Relevant infrastructure will be identified in strategic documents (Local Infrastructure Plans (LIPs) and Growth Infrastructure Plans (GIPs)), which will be developed in conjunction with the strategic planning framework discussed in detail in the first article in this series. The infrastructure having been identified, all contributions will then be set out and given legal effect in a council's LP.
According to the White Paper, planning agreements will only be available for state significant development, except in exceptional circumstances.
The White Paper anticipates that local infrastructure, such as local roads and traffic management, local open space and embellishment, basic community facilities (land and capital) and capital costs of drainage, may be the subject LICs. Standardised and benchmarked costs are to be applied in determining the cost of the local infrastructure. A contributions task force, comprising councils, state agencies and industry, will refine the list of essential local infrastructure over time.
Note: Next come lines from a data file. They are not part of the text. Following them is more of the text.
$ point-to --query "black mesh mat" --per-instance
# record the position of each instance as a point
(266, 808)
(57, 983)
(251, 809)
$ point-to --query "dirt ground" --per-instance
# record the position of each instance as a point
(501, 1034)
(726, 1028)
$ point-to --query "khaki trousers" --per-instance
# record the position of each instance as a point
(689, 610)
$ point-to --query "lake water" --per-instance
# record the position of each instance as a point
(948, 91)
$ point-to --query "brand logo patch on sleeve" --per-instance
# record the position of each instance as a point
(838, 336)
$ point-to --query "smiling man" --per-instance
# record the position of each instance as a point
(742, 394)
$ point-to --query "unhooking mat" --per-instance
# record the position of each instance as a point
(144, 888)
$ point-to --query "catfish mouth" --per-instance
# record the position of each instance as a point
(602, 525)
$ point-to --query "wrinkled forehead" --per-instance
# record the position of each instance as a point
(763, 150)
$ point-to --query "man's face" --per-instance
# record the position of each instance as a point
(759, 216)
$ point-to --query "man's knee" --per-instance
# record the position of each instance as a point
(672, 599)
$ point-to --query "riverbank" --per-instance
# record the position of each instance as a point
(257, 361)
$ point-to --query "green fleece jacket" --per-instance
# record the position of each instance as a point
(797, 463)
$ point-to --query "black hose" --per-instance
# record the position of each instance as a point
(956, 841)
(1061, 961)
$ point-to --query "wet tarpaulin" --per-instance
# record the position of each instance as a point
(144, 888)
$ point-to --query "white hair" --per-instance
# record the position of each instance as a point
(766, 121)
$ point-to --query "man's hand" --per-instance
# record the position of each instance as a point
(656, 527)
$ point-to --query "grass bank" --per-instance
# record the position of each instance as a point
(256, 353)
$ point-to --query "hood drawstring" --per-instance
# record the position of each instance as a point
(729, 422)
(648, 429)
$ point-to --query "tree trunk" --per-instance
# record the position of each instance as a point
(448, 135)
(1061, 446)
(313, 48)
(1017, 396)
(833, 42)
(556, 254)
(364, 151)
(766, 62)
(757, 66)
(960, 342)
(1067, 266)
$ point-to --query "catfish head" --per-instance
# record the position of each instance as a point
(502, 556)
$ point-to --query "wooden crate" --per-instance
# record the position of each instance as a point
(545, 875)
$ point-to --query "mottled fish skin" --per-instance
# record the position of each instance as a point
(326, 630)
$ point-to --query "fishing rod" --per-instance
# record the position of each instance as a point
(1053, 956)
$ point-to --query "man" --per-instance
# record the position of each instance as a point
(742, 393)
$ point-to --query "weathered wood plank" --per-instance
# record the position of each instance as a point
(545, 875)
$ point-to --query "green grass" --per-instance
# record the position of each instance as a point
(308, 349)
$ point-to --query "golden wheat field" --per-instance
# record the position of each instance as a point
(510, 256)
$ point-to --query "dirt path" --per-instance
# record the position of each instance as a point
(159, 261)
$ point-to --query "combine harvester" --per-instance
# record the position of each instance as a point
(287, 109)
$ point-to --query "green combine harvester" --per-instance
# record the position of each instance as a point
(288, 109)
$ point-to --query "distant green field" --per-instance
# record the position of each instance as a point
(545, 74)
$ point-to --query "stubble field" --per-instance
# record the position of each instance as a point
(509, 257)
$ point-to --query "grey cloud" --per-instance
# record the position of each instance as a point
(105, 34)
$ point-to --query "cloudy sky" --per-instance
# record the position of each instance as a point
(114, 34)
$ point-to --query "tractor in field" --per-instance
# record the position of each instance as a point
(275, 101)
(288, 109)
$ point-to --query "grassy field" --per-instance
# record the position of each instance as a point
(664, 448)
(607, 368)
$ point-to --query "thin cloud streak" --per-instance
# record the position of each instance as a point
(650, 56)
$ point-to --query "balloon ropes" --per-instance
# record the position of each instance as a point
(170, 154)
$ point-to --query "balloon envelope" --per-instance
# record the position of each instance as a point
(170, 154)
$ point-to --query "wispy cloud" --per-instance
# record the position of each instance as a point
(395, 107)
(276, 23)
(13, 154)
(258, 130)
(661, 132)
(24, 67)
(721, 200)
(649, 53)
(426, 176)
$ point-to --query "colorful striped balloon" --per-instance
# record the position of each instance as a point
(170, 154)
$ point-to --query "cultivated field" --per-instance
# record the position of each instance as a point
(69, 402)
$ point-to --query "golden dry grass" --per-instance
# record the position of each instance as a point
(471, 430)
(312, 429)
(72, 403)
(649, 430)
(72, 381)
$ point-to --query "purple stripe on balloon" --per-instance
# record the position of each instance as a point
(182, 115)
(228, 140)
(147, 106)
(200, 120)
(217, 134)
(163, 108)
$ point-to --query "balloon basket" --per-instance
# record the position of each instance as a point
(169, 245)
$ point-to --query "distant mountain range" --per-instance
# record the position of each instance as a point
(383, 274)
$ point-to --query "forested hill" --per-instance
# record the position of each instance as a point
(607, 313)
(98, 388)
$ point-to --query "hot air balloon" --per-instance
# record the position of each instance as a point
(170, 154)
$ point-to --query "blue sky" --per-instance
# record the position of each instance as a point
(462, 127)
Under the Bill, a LP can only impose a LIC on infrastructure the subject of a LIP. The Bill follows the requirements under the current section 94 regime in this regard. Both 'direct' LICs (ie s94 contributions) and 'indirect' LICs (ie s94A levies) may be imposed. For new infrastructure, a direct LIC may only be imposed if the development concerned will increase the demand for that infrastructure. For existing local infrastructure, a direct LIC can be imposed if the development will benefit from the provision of the existing infrastructure.
A council will be required to hold any LIC for the purpose for which it was imposed (though LICs for separate purposes may be pooled and used progressively). The exposure draft of the Bill provides that monies held must be applied for the relevant purpose within three years. Conditions of development consent imposing a direct LIC may be subject to appeal on reasonableness grounds. Indirect LICs may not be appealed.
According to the White Paper, RICs may be imposed on residential, commercial and industrial development to fund subregional priorities for regional and state roads, other transport infrastructure, schools and upgrades to regional open space within the relevant subregion. Conditions of development consent imposing an RIC may not be appealed. The Bill provides for the creation of a Regional Contributions Fund into which RICs are to be paid.
The White Paper indicates that the cost of acquiring regional open space and drainage land will be funded through RGFs, with the relevant charges calculated on a regional basis. All new development within a region will be required to contribute to the relevant RGF. The Bill does not provide separate labels for RICs and RGFs in the manner the White Paper does. It does, however, provide a distinct payment mechanism for regional infrastructure contributions for regional open space and drainage land. Such contributions will be required to be paid into the relevant Planning Growth Fund (to be created for each region under the Planning Administration Act 2013 (NSW)).
Biodiversity offset contributions (BOCs) will be separated from infrastructure contributions. Rather than being identified in a LIP or GIP, BOCs may be identified in a Regional Growth Plan (RGP) or Subregional Delivery Plan (SDP) and, having been so identified, will be given legal effect in a council's LP. Conditions of development consent imposing BOCs may not be appealed. Such contributions will be required to be paid into a biodiversity offset fund (to be created under the Threatened Species Conservation Act 1995 (NSW)).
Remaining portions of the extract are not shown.